I firmly believe that chip multithreading is the single most important technological advance the microprocessor world has seen in at least two decades, and we're the only ones who have it. A few months ago, I met with the CIO and CTO of a major financial firm in New York for a SPARC futures briefing. When I got to the part about ROCK, I told them, "This is the point where we finally put IBM out of the server business forever." They thought I was kidding and smiled, but when I told them that I was dead serious, they knew I meant it as only a fevered lunatic can mean something.

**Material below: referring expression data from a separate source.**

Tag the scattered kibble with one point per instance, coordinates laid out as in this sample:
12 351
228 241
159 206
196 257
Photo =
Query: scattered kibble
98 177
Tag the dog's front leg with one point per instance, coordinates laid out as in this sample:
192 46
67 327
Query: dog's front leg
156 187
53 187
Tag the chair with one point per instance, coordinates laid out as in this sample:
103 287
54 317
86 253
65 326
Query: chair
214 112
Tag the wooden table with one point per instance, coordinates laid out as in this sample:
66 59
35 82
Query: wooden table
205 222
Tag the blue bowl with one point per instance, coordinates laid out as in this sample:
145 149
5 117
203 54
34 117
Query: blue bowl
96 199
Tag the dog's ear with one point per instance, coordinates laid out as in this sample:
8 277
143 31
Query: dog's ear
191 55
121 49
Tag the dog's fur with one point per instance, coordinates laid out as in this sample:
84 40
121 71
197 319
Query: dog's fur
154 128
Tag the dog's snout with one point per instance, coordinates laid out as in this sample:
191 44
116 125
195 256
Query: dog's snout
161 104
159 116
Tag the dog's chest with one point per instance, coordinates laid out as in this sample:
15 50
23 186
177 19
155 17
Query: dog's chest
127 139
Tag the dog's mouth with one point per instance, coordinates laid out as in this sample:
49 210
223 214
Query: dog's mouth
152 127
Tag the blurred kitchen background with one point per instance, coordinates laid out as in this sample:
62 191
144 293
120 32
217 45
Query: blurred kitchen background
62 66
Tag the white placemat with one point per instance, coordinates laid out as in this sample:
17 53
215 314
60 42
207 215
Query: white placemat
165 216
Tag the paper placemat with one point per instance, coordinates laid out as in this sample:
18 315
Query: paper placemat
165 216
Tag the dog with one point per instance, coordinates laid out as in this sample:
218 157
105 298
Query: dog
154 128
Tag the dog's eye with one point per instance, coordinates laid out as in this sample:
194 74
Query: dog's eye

I also know that Solaris is unquestionably the most reliable, scalable, performant, and secure (not to mention technologically interesting) operating system in the world today. Don't take my word for it: when was the last time time you saw anything in AIX, HP-UX, Linux, or Windows beat out thin-film solar energy panels and powdered inhalable insulin as the Wall Street Journal's number one most innovative technology of the year?
In short, it's just fun to work at Sun right now. Our customers know they get a competitive differentiator, not just a world-class piece of electronics, from us.
So I hope you'll tune in occasionally to read my thoughts, tolerate my rants, forgive my mistakes, and participate with me in this stunning new world of SPARC.